No bag, box, portmanteau, or suitcase of any kind or description whatsoever.
II
Hope does not readily desert the human breast. After the first numbing impact of any shock, we most of us have a tendency to try to persuade ourselves that things may not be so bad as they seem. Some explanation, we feel, will be forthcoming shortly, putting the whole matter in a different light. And so, after a few moments during which he stood petrified, muttering some of the comments which on the face of it the situation seemed to demand, Soapy cheered up a little.
He had had, he reflected, no opportunity of private speech with his host this morning. If Mr. Carmody had decided to change his plans and deposit the suitcase in some other hiding place he might have done so in quite good faith without Soapy's knowledge. For all he knew, in mentally labelling Mr. Carmody as a fat, pop-eyed, crooked, swindling, pie-faced, double-crossing Judas, he might be doing him an injustice. Feeling calmer, though still anxious, he left the house and started toward the moat.
Half-way down the garden, he encountered Sturgis, returning with an empty tray.
"You must have misunderstood Mr.

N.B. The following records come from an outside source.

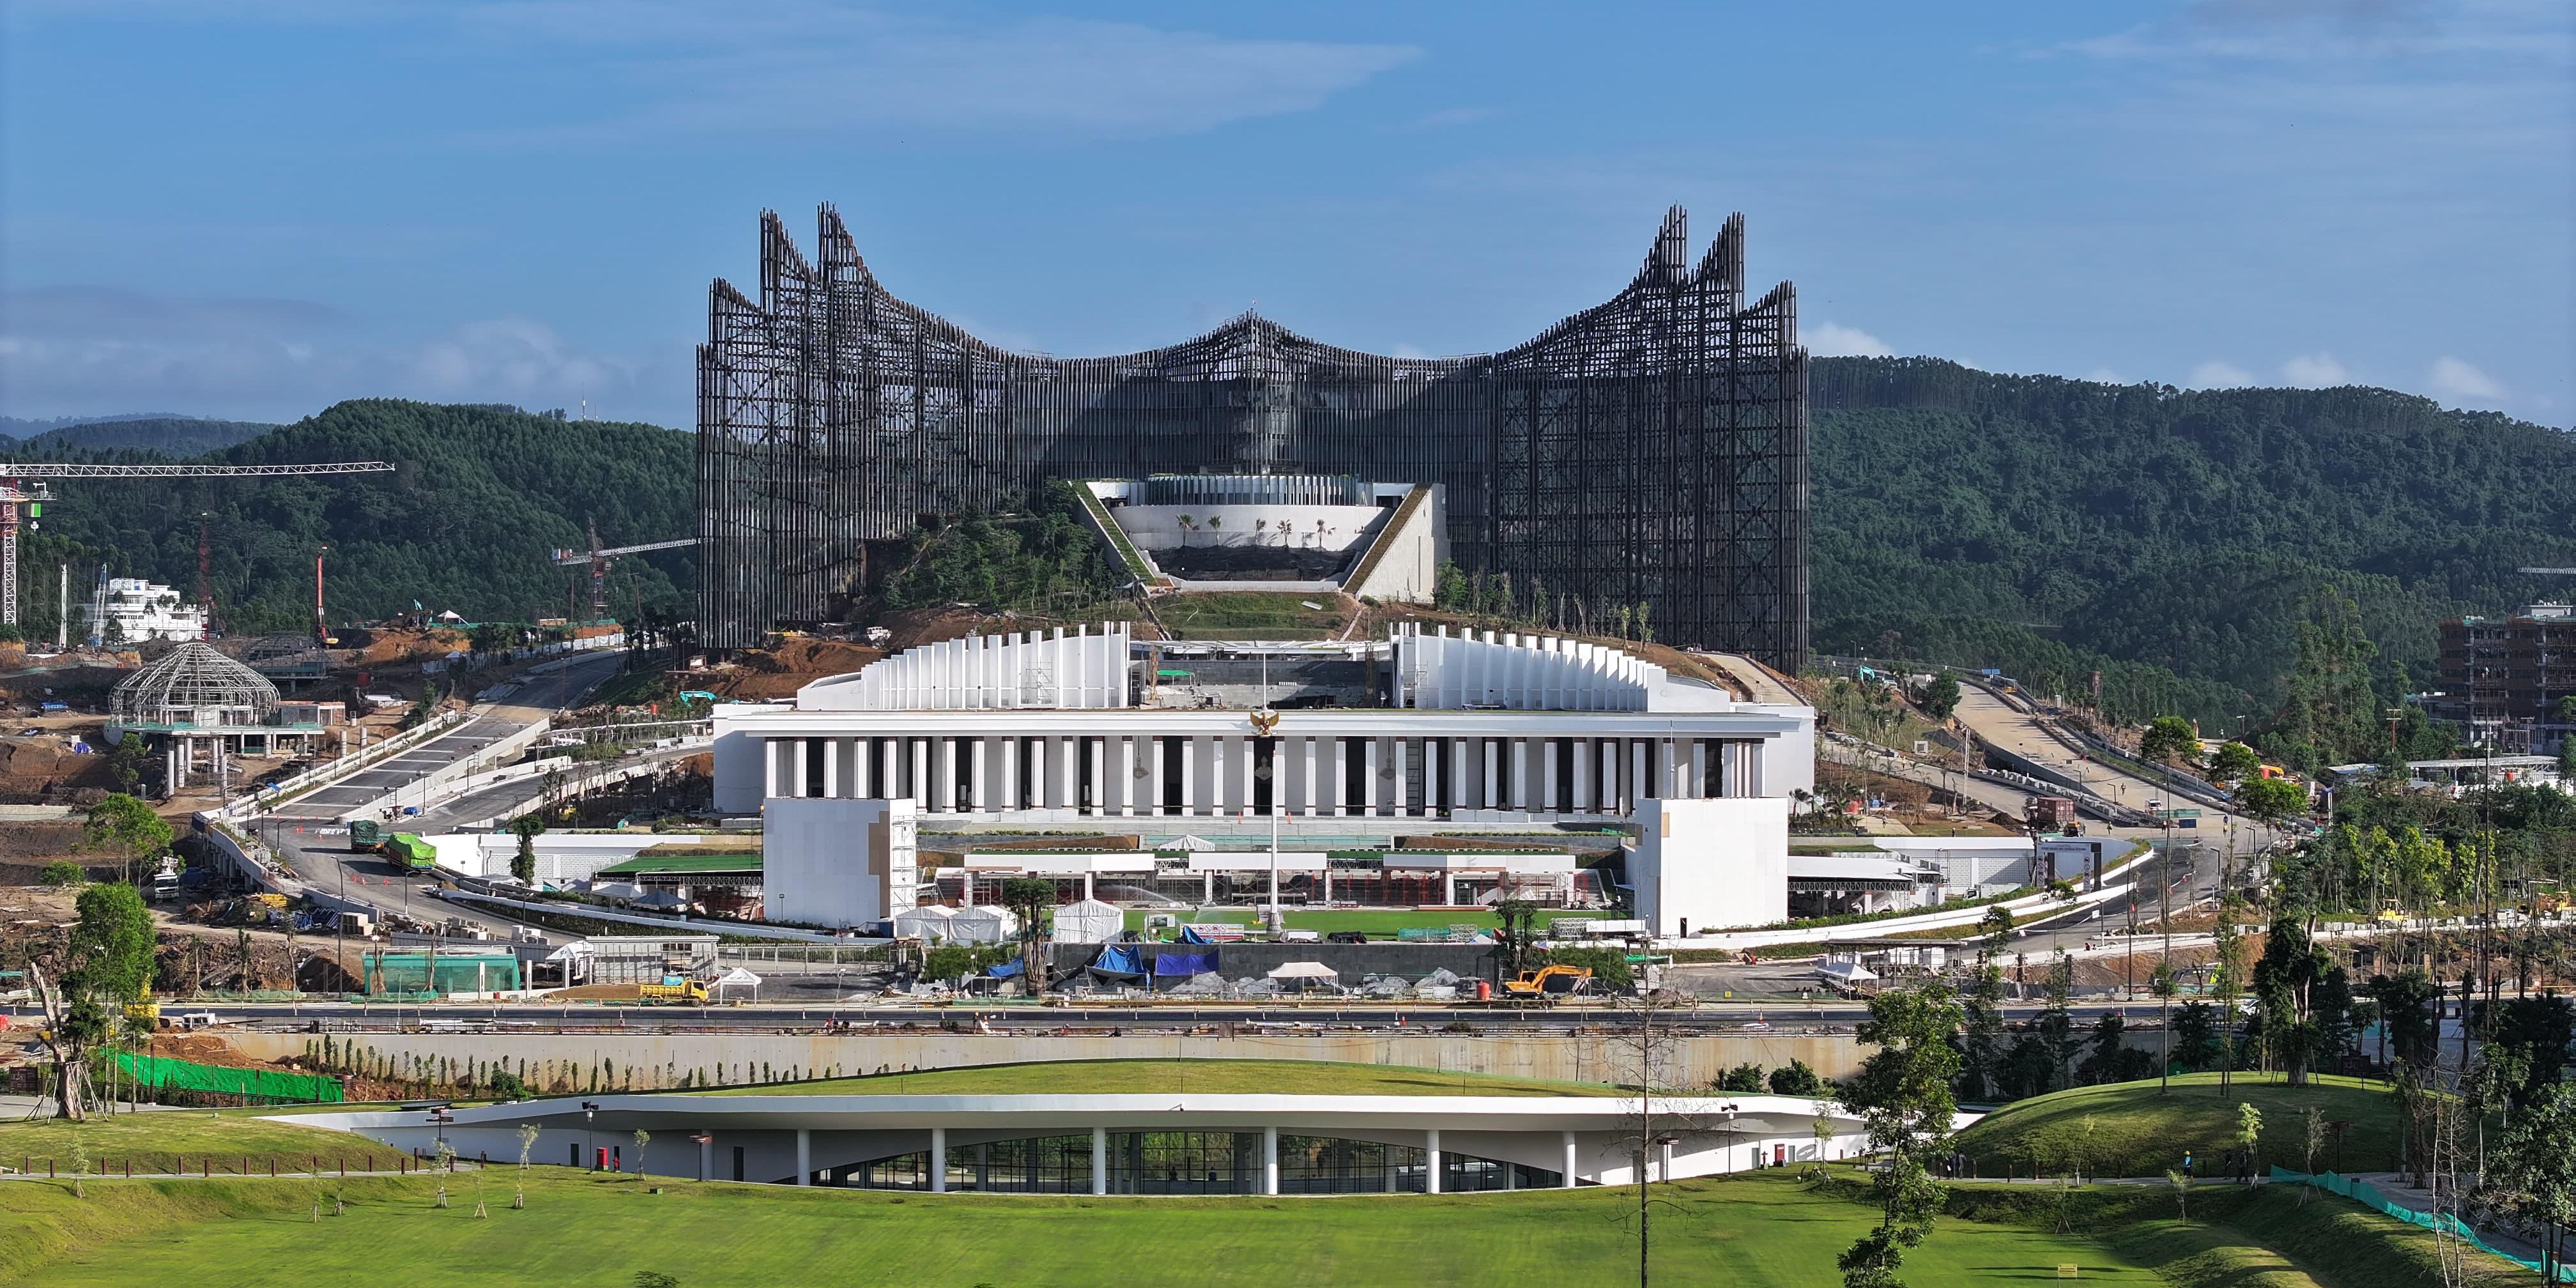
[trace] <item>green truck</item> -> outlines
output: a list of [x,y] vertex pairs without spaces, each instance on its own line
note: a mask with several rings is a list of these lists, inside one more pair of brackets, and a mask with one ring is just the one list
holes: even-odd
[[438,847],[410,832],[396,832],[385,838],[385,857],[415,872],[426,872],[438,866]]
[[385,843],[385,829],[374,819],[362,818],[349,825],[349,853],[366,854]]

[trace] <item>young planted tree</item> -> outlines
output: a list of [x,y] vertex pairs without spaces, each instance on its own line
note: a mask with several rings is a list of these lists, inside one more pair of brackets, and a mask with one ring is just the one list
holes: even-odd
[[118,868],[127,881],[134,879],[137,861],[159,858],[178,836],[151,806],[123,792],[110,792],[90,806],[81,832],[90,844],[117,852]]
[[2200,731],[2181,716],[2157,716],[2138,735],[2138,757],[2157,764],[2200,759]]
[[519,838],[518,853],[510,856],[510,876],[531,889],[537,884],[537,838],[545,831],[545,819],[534,811],[510,820],[510,834]]
[[1923,1242],[1940,1214],[1942,1189],[1928,1163],[1950,1151],[1958,1104],[1950,1082],[1959,1054],[1951,1046],[1963,1018],[1958,999],[1939,981],[1892,989],[1870,999],[1859,1030],[1875,1046],[1842,1091],[1842,1102],[1867,1124],[1870,1148],[1887,1164],[1870,1181],[1878,1224],[1843,1251],[1836,1264],[1844,1288],[1895,1288],[1905,1250]]
[[2252,1176],[2259,1160],[2255,1151],[2263,1143],[2263,1111],[2246,1101],[2236,1102],[2236,1172]]
[[635,1129],[635,1181],[639,1185],[643,1183],[645,1175],[644,1150],[646,1146],[649,1146],[652,1143],[653,1133],[646,1131],[641,1127]]
[[517,1191],[510,1195],[510,1206],[513,1208],[528,1206],[528,1154],[536,1147],[537,1125],[519,1124],[519,1184]]
[[1002,883],[1002,906],[1020,922],[1020,980],[1031,997],[1046,989],[1046,966],[1038,943],[1046,933],[1047,914],[1055,909],[1055,882],[1044,877],[1012,877]]

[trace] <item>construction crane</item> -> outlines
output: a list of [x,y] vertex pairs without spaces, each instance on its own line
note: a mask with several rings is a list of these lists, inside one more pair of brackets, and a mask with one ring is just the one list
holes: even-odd
[[2536,577],[2576,577],[2576,568],[2516,568],[2514,571]]
[[[0,624],[18,624],[18,532],[45,517],[54,494],[48,479],[293,478],[307,474],[383,474],[384,461],[310,465],[69,465],[0,461]],[[202,542],[202,538],[200,541]],[[68,611],[66,609],[65,611]]]
[[557,546],[555,547],[555,563],[566,568],[572,567],[575,564],[586,563],[590,565],[590,617],[592,621],[604,621],[608,617],[609,560],[614,559],[619,555],[640,555],[647,550],[677,550],[682,546],[694,546],[698,544],[698,539],[696,537],[682,537],[677,541],[647,541],[640,546],[608,546],[603,548],[599,544],[598,522],[594,520],[588,525],[588,527],[590,529],[590,549],[567,550],[562,546]]

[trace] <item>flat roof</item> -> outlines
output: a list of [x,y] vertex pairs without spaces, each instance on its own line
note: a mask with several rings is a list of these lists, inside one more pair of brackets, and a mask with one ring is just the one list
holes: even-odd
[[592,873],[600,877],[651,876],[665,872],[758,872],[758,850],[718,850],[713,854],[639,854]]

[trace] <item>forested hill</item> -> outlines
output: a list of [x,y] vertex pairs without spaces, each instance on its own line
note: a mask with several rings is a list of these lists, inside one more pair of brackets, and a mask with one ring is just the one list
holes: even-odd
[[[142,459],[142,458],[137,458]],[[106,562],[193,592],[197,517],[211,513],[215,597],[240,632],[313,620],[313,556],[329,545],[335,622],[383,617],[414,600],[469,618],[560,615],[573,569],[554,547],[629,545],[696,532],[688,434],[658,425],[565,421],[512,408],[366,400],[214,452],[236,464],[383,460],[390,474],[337,477],[118,479],[58,482],[27,542],[31,630],[50,634],[55,565],[72,564],[72,597]],[[677,608],[688,550],[619,560],[611,610],[638,596]],[[678,579],[678,580],[675,580]],[[587,603],[587,590],[582,592]]]
[[2420,686],[2438,618],[2564,594],[2514,569],[2576,566],[2576,434],[2407,394],[1826,358],[1810,404],[1828,651],[1893,630],[1972,661],[2035,651],[2030,627],[2268,708],[2321,586]]
[[[2034,678],[2126,659],[2104,669],[2127,713],[2259,713],[2323,586],[2358,601],[2383,694],[2390,661],[2430,679],[2441,616],[2576,590],[2513,571],[2576,566],[2563,430],[2378,389],[2185,393],[1926,359],[1820,359],[1811,405],[1823,651],[1893,643]],[[76,587],[104,558],[193,589],[201,511],[237,630],[309,622],[324,543],[335,621],[414,600],[498,619],[564,610],[574,575],[547,554],[586,519],[611,545],[696,530],[689,435],[653,425],[347,402],[209,459],[368,458],[401,468],[62,486],[28,545],[30,624],[50,630],[67,555]],[[612,609],[683,608],[690,567],[621,561]]]

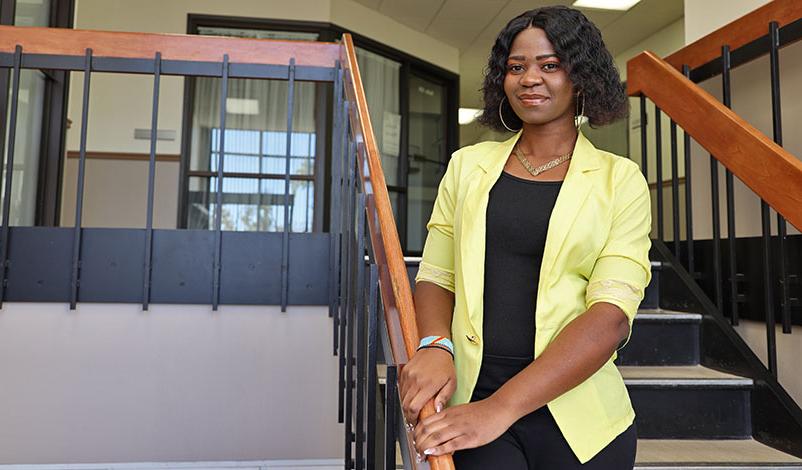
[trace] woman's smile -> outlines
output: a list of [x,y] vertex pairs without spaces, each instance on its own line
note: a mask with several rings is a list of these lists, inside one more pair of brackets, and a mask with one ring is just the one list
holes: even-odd
[[540,106],[549,101],[548,96],[539,93],[521,93],[518,95],[518,99],[524,106]]

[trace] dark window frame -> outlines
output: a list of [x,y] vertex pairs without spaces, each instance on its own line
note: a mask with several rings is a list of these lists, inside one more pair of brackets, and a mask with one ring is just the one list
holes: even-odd
[[[0,24],[14,24],[16,4],[16,0],[0,0]],[[72,28],[74,22],[75,0],[52,0],[50,27]],[[70,74],[60,70],[41,70],[41,72],[45,75],[45,90],[34,225],[54,227],[59,225],[61,218]],[[0,89],[8,90],[9,83],[9,75],[0,74]],[[7,101],[7,94],[3,93],[0,98],[0,108],[7,109]]]
[[[398,234],[401,241],[401,246],[404,249],[404,254],[409,256],[420,256],[420,250],[406,250],[406,241],[407,241],[407,187],[408,187],[408,178],[407,178],[407,168],[408,168],[408,160],[409,160],[409,148],[408,148],[408,136],[409,136],[409,95],[408,95],[408,83],[409,77],[411,74],[416,74],[418,76],[426,77],[427,79],[431,79],[433,81],[441,82],[445,89],[447,90],[446,93],[446,161],[444,161],[444,165],[448,163],[448,159],[459,146],[459,123],[458,123],[458,109],[459,109],[459,75],[446,70],[442,67],[439,67],[431,62],[427,62],[423,59],[414,57],[410,54],[407,54],[403,51],[395,49],[391,46],[383,44],[379,41],[374,39],[368,38],[363,36],[359,33],[355,33],[347,28],[342,26],[336,25],[334,23],[329,22],[318,22],[318,21],[296,21],[296,20],[281,20],[281,19],[268,19],[268,18],[248,18],[248,17],[236,17],[236,16],[221,16],[221,15],[205,15],[205,14],[194,14],[189,13],[187,15],[187,34],[197,34],[198,28],[200,27],[219,27],[219,28],[239,28],[239,29],[266,29],[266,30],[274,30],[274,31],[288,31],[288,32],[305,32],[305,33],[317,33],[319,41],[326,41],[326,42],[335,42],[342,37],[343,33],[350,33],[354,39],[354,44],[357,47],[363,48],[370,52],[374,52],[380,54],[384,57],[387,57],[391,60],[395,60],[401,64],[400,76],[399,76],[399,103],[401,109],[401,148],[400,148],[400,155],[399,155],[399,184],[398,185],[388,185],[388,190],[391,193],[395,193],[398,195],[398,207],[399,207],[399,214],[398,220],[396,223],[398,224]],[[182,123],[182,143],[181,143],[181,168],[179,171],[180,174],[180,184],[179,186],[179,210],[178,210],[178,227],[184,227],[186,225],[186,215],[187,215],[187,204],[186,204],[186,195],[188,190],[188,165],[189,165],[189,153],[190,153],[190,139],[189,133],[191,132],[191,118],[192,118],[192,97],[194,96],[194,89],[191,86],[191,80],[186,80],[184,85],[184,114],[183,114],[183,123]],[[325,122],[325,125],[321,126],[324,132],[321,132],[318,137],[318,153],[319,155],[330,155],[330,142],[329,138],[326,135],[328,129],[330,128],[330,116],[331,116],[331,85],[329,84],[321,84],[320,86],[325,86],[328,90],[327,93],[318,93],[319,97],[325,98],[325,103],[318,103],[316,107],[316,112],[320,112],[321,115],[325,114],[326,118],[323,120],[319,120],[319,122]],[[319,115],[319,117],[322,117]],[[327,159],[326,159],[327,160]],[[323,217],[325,219],[322,222],[321,227],[324,231],[328,230],[328,213],[329,211],[327,208],[330,206],[330,201],[328,201],[328,175],[330,173],[330,162],[326,161],[325,163],[325,176],[321,175],[320,185],[316,182],[315,188],[315,195],[317,198],[318,194],[321,194],[322,197],[325,198],[325,203],[322,204],[324,210]],[[318,205],[316,204],[316,208]],[[321,211],[316,211],[321,212]],[[315,215],[317,217],[317,213]]]

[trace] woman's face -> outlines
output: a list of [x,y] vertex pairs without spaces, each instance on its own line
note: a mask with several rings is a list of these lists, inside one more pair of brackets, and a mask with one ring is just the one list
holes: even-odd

Carmody, sir," said the butler, genially, as one rabbit fancier to another. "He says he did not ask for any drink. But he came ashore and had it. If you're looking for him, you will find him in the boathouse."
And in the boathouse Mr. Carmody was, lolling at his ease on the cushions of the punt, sipping the contents of a long glass.
"Hullo," said Mr. Carmody. "There you are."
Soapy descended the steps. What he had to say was not the kind of thing a prudent man shouts at long range.